Code categories approach
For the sake of completeness and to show also other ways "leading to Rome", I want to demonstrate an approach allowing to group the string input into five code categories in order to extract alphanumerics by a tricky match (see [B]
Function getCats()
):
To meet the requirements in OP use the following steps:
1)
remove comma separated tokens if empty or only blanks (optional),
2)
group characters into code categories,
3)
check catCodes returning alpha nums including even accented or diacritic letters as well as characters like [ -,.+_]
Function AlphaNum(ByVal s As String, _
Optional IgnoreEmpty As Boolean = True, _
Optional info As Boolean = False) As String
'Site: https://stackoverflow.com/questions/15723672/how-to-remove-all-non-alphanumeric-characters-from-a-string-except-period-and-sp/74679416#74679416
'Auth.: https://stackoverflow.com/users/6460297/t-m
'Date: 2023-01-12
'1) remove comma separated tokens if empty or only blanks (s passed as byRef argument)
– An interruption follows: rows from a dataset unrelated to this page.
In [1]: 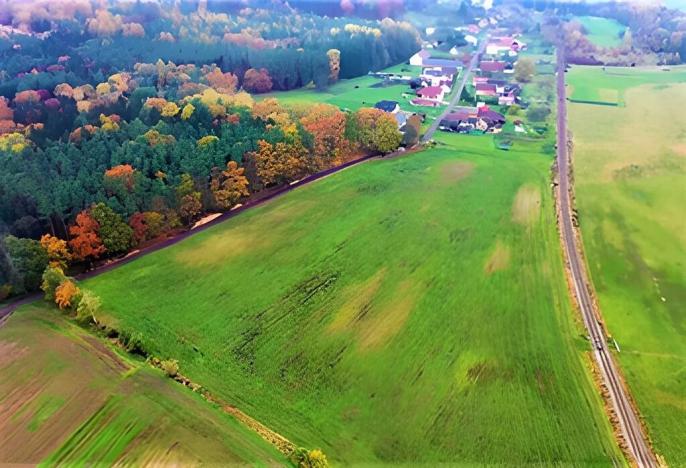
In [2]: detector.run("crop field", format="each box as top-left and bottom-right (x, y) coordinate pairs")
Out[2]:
(85, 134), (622, 465)
(0, 303), (285, 466)
(568, 66), (686, 105)
(574, 16), (626, 47)
(568, 68), (686, 466)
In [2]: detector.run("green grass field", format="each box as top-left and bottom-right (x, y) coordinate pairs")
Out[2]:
(574, 16), (626, 47)
(568, 66), (686, 106)
(568, 67), (686, 466)
(85, 134), (622, 466)
(0, 303), (286, 466)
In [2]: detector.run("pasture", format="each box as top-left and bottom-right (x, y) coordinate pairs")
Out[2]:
(260, 63), (449, 123)
(574, 16), (626, 47)
(568, 65), (686, 105)
(568, 67), (686, 466)
(0, 303), (285, 466)
(85, 134), (622, 465)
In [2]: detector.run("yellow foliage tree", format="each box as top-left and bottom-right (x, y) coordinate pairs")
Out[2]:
(198, 135), (219, 147)
(161, 102), (180, 117)
(55, 280), (79, 310)
(100, 114), (119, 132)
(211, 161), (250, 210)
(0, 132), (29, 154)
(40, 234), (71, 270)
(181, 103), (195, 120)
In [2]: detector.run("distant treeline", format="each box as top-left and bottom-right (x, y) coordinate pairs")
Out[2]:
(0, 3), (420, 99)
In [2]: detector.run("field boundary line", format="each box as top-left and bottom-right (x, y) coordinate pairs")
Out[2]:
(554, 39), (662, 467)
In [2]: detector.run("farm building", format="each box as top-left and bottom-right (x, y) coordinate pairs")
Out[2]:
(439, 106), (505, 133)
(417, 86), (445, 102)
(374, 101), (400, 114)
(475, 83), (498, 97)
(420, 68), (453, 86)
(479, 61), (507, 73)
(486, 36), (526, 55)
(410, 49), (431, 67)
(410, 98), (440, 107)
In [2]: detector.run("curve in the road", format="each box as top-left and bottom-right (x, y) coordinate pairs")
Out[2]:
(556, 44), (657, 467)
(422, 36), (488, 143)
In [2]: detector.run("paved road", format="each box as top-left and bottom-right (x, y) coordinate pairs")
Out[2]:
(422, 36), (488, 143)
(557, 46), (657, 467)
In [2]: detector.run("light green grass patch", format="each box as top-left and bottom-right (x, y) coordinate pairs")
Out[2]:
(0, 303), (285, 466)
(574, 16), (626, 47)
If IgnoreEmpty Then RemoveEmpty s ' << [A] RemoveEmpty
'2) group characters into code categories
Dim catCodes: catCodes = getCats(s, info) ' << [B] getCats()
'3) check catCodes and return alpha nums plus chars like [ -,.+_]
Dim i As Long, ii As Long
For i = 1 To UBound(catCodes)
' get current character
Dim curr As String: curr = Mid$(s, i, 1)
Dim okay As Boolean: okay = False
Select Case catCodes(i)
' AlphaNum: cat.4=digits, cat.5=alpha letters
Case Is >= 4: okay = True
' Category 2: allow only space, comma, minus
Case 2: If InStr(" -,", curr) <> 0 Then okay = True
' Category 3: allow only point, plus, underline
Case 3: If InStr(".+_", curr) <> 0 Then okay = True
End Select
If okay Then ii = ii + 1: catCodes(ii) = curr ' increment counter
Next i
ReDim Preserve catCodes(1 To ii)
AlphaNum = Join(catCodes, vbNullString)
End Function
Note: Instead of If InStr(" -,", curr) <> 0 Then
in Case 2
you may code If curr like "[ -,]" Then
, too. Similar in Case 3
:-)
[A]
Helper procedure RemoveEmpty
Optional clean-up removing comma separated tokens if empty or containing only blanks:
Sub RemoveEmpty(ByRef s As String)
'Purp: remove comma separated tokens if empty or only blanks
Const DEL = "$DEL$" ' temporary deletion marker
Dim i As Long
Dim tmp: tmp = Split(s, ",")
For i = LBound(tmp) To UBound(tmp)
tmp(i) = IIf(Len(Trim(tmp(i))) = 0, DEL, Trim(tmp(i)))
Next i
tmp = Filter(tmp, DEL, False) ' remove marked elements
s = Join(tmp, ",")
End Sub
[B]
Helper function getCats()
A tricky way to groups characters into five code categories, thus building the basic logic for any further analyzing:
Function getCats(s, Optional info As Boolean = False)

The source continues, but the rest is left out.